Protected area in Georgia, United States

Piedmont National Wildlife Refuge is a 35000 acre National Wildlife Refuge established in 1939 and located in central Georgia.

==Geology==
With respect to geologic setting, the Piedmont National Wildlife Refuge consists primarily of metamorphic rocks.

==Ecology==
The Refuge is primarily an upland forest dominated by loblolly pine on the ridges with hardwoods found along the creek bottoms and in scattered upland coves. Clear streams and beaver ponds provide ideal wetland habitat for wood ducks and other wetland dependent species.

The red-cockaded woodpecker, a native bird of the southern US, is an endangered species because the older age pine forests it requires for nesting and roosting have been cleared throughout most of its range. The Refuge currently has 50 active family groups. Prescribed burning and thinning are two forest management practices used to provide habitat for the red-cockaded woodpecker. Many migratory bird species, white-tailed deer, wild turkey, and other native wildlife benefit from these management practices. The diversity of habitats provides a haven for over 200 species of birds, including many species of neotropical songbirds, and 50 species of mammals.

==Human history==
During the early 19th century the European settlers arrived in abundance and began to clear the land to plant a variety of crops. The settlers removed more than 90% of the forest. The continuous planting of cotton caused serious erosion and soil infertility. By the late 1870s they had abandoned more than a third of the land because the land could not sustain crops.

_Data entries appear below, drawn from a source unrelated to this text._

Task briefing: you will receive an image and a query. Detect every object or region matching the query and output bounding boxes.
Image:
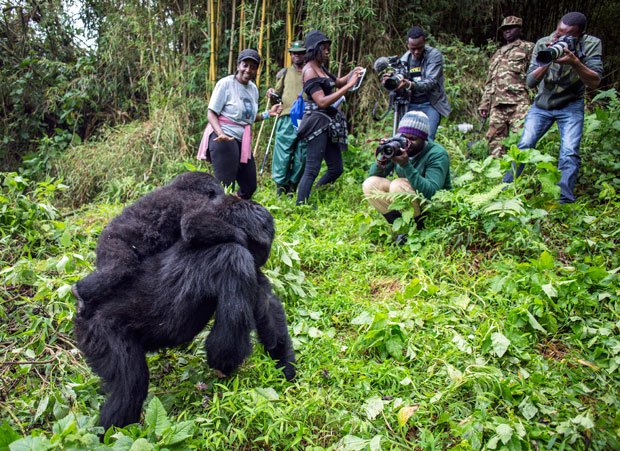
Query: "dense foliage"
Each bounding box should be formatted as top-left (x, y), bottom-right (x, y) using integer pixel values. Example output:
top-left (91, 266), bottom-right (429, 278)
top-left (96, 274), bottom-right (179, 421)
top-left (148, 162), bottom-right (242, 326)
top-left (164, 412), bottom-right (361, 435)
top-left (0, 84), bottom-right (620, 450)
top-left (0, 0), bottom-right (620, 169)
top-left (0, 0), bottom-right (620, 451)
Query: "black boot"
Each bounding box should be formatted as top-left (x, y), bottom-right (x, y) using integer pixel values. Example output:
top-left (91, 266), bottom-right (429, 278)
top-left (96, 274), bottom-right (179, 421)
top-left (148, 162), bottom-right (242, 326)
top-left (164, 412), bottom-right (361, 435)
top-left (383, 210), bottom-right (402, 224)
top-left (413, 213), bottom-right (426, 230)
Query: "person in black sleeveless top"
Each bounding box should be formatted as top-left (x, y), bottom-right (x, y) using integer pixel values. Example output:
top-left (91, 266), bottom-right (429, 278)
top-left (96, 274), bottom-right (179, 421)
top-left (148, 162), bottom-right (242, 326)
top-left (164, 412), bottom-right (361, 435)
top-left (297, 30), bottom-right (363, 205)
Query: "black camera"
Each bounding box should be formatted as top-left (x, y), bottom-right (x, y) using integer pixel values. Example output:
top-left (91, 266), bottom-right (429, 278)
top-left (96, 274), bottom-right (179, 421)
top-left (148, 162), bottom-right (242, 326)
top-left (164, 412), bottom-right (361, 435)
top-left (536, 35), bottom-right (577, 64)
top-left (375, 135), bottom-right (408, 162)
top-left (269, 92), bottom-right (282, 105)
top-left (373, 55), bottom-right (409, 91)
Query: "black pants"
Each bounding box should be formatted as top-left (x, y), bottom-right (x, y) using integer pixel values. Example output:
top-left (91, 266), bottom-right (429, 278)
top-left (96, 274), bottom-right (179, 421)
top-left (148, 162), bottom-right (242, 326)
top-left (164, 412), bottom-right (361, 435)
top-left (209, 133), bottom-right (256, 199)
top-left (297, 131), bottom-right (343, 205)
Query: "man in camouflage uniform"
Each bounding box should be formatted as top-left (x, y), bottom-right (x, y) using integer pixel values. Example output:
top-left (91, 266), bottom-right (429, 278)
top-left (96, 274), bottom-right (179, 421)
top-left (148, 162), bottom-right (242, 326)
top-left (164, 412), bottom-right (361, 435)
top-left (478, 16), bottom-right (534, 157)
top-left (267, 41), bottom-right (306, 194)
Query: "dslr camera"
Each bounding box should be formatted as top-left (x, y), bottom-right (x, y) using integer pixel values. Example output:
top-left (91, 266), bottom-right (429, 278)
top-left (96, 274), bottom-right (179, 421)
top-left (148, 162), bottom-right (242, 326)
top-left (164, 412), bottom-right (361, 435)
top-left (373, 55), bottom-right (409, 91)
top-left (268, 92), bottom-right (282, 105)
top-left (536, 35), bottom-right (577, 64)
top-left (375, 135), bottom-right (408, 163)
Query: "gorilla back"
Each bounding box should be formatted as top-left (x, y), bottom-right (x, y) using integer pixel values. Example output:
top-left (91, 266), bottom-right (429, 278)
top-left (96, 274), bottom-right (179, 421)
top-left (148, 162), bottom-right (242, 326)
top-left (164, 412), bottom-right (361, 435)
top-left (75, 196), bottom-right (295, 428)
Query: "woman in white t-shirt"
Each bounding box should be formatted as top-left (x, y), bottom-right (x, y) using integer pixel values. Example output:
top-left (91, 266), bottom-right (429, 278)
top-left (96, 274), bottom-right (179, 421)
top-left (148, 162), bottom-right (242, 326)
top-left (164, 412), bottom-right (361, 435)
top-left (198, 49), bottom-right (282, 199)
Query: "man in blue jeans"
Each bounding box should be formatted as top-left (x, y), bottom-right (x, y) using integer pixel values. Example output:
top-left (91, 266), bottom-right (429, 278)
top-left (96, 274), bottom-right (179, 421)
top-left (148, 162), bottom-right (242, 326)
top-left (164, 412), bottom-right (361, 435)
top-left (503, 12), bottom-right (603, 204)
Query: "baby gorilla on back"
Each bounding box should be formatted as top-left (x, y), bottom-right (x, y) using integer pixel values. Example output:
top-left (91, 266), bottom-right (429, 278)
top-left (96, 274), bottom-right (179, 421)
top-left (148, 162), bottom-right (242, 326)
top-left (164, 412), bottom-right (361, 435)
top-left (72, 172), bottom-right (245, 316)
top-left (75, 196), bottom-right (295, 429)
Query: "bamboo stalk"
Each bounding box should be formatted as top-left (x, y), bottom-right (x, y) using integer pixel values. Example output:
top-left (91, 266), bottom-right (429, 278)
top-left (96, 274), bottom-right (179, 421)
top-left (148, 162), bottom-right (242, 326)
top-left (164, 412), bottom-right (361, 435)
top-left (227, 0), bottom-right (237, 74)
top-left (215, 0), bottom-right (222, 60)
top-left (208, 0), bottom-right (216, 83)
top-left (264, 10), bottom-right (273, 86)
top-left (282, 0), bottom-right (294, 67)
top-left (256, 0), bottom-right (267, 87)
top-left (239, 0), bottom-right (245, 53)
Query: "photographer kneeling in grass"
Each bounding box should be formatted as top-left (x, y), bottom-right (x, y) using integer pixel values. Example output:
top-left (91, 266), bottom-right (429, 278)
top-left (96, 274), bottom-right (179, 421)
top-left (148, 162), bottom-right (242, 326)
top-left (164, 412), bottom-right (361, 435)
top-left (362, 111), bottom-right (452, 242)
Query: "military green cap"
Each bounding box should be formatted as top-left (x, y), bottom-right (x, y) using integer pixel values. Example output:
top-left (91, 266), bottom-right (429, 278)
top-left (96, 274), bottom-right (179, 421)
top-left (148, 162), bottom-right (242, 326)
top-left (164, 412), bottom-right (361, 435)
top-left (498, 16), bottom-right (523, 31)
top-left (288, 41), bottom-right (306, 53)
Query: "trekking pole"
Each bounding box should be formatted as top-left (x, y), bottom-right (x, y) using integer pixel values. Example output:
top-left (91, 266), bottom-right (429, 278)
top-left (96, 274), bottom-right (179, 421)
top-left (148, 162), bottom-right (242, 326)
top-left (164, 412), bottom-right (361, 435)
top-left (258, 109), bottom-right (280, 175)
top-left (252, 98), bottom-right (271, 158)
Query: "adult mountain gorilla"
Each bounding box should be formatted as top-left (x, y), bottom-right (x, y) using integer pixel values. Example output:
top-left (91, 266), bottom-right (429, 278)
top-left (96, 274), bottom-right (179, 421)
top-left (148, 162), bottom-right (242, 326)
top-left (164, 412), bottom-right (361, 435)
top-left (75, 196), bottom-right (295, 429)
top-left (72, 172), bottom-right (245, 316)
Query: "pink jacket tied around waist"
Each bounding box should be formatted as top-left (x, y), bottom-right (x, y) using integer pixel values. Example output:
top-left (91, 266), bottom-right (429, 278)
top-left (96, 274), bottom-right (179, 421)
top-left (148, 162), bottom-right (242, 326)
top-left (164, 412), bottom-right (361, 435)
top-left (196, 116), bottom-right (252, 163)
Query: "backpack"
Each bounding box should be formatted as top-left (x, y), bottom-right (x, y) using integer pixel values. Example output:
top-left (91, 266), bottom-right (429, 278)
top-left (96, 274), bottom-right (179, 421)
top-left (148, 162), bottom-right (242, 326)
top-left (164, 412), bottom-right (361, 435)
top-left (289, 90), bottom-right (306, 132)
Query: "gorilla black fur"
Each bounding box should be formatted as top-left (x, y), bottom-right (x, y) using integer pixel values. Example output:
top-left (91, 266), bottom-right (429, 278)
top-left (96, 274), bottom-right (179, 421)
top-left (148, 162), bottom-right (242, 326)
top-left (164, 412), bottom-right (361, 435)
top-left (75, 196), bottom-right (295, 429)
top-left (74, 172), bottom-right (245, 316)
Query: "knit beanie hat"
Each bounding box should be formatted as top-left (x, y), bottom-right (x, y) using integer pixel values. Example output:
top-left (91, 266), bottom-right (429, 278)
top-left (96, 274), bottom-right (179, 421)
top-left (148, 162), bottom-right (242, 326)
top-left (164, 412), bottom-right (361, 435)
top-left (398, 111), bottom-right (429, 141)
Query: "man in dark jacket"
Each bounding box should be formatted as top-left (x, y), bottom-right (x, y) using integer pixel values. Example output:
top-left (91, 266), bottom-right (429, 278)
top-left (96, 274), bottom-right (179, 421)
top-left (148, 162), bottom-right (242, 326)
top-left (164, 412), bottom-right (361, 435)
top-left (396, 27), bottom-right (450, 140)
top-left (504, 12), bottom-right (603, 204)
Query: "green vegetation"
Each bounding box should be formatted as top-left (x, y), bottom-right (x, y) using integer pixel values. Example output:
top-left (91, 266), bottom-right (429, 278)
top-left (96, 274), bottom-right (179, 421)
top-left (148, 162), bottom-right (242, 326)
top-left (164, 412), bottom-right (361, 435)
top-left (0, 91), bottom-right (620, 450)
top-left (0, 0), bottom-right (620, 451)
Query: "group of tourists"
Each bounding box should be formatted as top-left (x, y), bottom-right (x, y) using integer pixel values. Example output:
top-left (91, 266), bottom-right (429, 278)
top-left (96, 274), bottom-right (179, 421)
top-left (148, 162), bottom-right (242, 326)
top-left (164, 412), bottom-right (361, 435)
top-left (198, 12), bottom-right (603, 235)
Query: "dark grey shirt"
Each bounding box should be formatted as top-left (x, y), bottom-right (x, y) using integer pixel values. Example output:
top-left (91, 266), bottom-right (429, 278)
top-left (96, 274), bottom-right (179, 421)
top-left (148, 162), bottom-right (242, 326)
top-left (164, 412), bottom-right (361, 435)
top-left (526, 34), bottom-right (603, 110)
top-left (400, 45), bottom-right (451, 117)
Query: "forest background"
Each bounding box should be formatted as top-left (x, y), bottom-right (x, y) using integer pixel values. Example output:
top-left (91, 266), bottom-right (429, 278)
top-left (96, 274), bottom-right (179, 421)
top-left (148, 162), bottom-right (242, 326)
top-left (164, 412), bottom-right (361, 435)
top-left (0, 0), bottom-right (620, 451)
top-left (0, 0), bottom-right (620, 178)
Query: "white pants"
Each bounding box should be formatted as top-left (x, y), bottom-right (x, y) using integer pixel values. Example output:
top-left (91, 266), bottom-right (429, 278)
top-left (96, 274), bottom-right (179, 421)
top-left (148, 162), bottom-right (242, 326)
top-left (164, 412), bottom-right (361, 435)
top-left (362, 175), bottom-right (420, 217)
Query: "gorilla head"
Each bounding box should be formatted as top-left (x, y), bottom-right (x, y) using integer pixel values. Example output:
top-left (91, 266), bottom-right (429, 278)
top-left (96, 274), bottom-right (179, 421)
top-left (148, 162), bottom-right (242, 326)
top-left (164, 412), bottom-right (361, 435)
top-left (168, 171), bottom-right (224, 199)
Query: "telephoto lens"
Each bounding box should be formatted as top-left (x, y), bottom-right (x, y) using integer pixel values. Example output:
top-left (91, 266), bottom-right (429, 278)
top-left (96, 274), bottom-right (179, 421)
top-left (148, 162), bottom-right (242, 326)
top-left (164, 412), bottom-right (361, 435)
top-left (375, 136), bottom-right (407, 161)
top-left (383, 74), bottom-right (405, 91)
top-left (536, 36), bottom-right (577, 64)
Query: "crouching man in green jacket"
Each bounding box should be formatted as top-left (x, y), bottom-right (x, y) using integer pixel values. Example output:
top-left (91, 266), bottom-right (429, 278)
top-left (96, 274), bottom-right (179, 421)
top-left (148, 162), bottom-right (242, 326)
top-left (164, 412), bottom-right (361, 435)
top-left (362, 111), bottom-right (452, 240)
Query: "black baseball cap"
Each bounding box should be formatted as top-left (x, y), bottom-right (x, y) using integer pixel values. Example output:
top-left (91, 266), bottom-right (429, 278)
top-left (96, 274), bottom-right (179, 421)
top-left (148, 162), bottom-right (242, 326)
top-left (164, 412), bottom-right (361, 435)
top-left (237, 49), bottom-right (260, 64)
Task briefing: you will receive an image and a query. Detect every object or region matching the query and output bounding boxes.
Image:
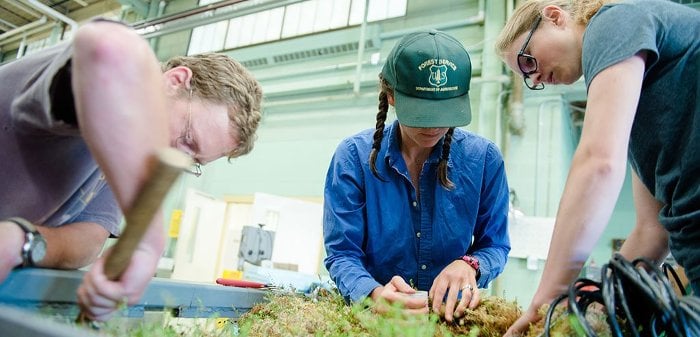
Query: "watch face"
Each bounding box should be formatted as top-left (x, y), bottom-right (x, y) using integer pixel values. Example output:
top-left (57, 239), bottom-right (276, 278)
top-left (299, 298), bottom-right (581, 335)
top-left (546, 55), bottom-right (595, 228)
top-left (29, 235), bottom-right (46, 265)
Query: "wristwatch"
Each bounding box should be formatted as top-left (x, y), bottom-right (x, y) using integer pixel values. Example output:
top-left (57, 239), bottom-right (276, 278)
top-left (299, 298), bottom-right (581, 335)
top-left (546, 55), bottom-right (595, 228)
top-left (460, 255), bottom-right (481, 281)
top-left (5, 217), bottom-right (46, 267)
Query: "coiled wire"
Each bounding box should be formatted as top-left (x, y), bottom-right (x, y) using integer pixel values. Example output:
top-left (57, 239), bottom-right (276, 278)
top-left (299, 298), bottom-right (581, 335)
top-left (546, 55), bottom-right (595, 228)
top-left (543, 254), bottom-right (700, 337)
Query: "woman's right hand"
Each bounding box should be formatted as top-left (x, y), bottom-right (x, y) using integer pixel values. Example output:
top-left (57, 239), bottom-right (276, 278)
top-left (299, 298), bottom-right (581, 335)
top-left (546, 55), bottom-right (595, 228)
top-left (503, 307), bottom-right (542, 337)
top-left (370, 275), bottom-right (428, 314)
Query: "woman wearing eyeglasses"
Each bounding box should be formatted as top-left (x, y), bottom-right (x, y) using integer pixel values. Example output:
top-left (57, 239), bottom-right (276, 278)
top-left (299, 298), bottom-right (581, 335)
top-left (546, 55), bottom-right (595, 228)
top-left (496, 0), bottom-right (700, 334)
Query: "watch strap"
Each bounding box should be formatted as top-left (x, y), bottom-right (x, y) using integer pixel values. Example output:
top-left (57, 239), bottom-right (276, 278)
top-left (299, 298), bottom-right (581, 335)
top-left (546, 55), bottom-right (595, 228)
top-left (5, 217), bottom-right (39, 234)
top-left (460, 255), bottom-right (481, 281)
top-left (5, 217), bottom-right (44, 267)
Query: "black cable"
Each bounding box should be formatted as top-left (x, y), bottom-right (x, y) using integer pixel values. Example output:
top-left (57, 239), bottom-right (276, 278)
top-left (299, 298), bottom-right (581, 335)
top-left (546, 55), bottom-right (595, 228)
top-left (544, 254), bottom-right (700, 337)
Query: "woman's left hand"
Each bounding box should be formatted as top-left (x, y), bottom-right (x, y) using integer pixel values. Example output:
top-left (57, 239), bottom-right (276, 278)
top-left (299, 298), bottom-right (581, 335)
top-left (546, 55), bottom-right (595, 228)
top-left (428, 260), bottom-right (480, 322)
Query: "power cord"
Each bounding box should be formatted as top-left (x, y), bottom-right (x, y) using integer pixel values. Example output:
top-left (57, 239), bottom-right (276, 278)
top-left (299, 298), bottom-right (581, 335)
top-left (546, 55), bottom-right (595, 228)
top-left (543, 254), bottom-right (700, 337)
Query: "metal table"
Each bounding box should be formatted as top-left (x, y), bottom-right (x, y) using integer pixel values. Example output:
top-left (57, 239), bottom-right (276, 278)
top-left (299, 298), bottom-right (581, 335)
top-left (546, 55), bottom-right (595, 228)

With the combination of soil infertility, the boll weevil outbreak on remaining cotton and the Great Depression, there was wholesale abandonment of the barren eroded land in the 1930s. By then all the top soil had washed away, leaving the red clay subsoil exposed. The refuge was established from this worn out abandoned farm land where few wildlife species remained. With good soil and forest conservation practices, the wildlife habitat began to improve. Today, through the efforts of the U.S. Fish & Wildlife Service, the refuge is once again a forest.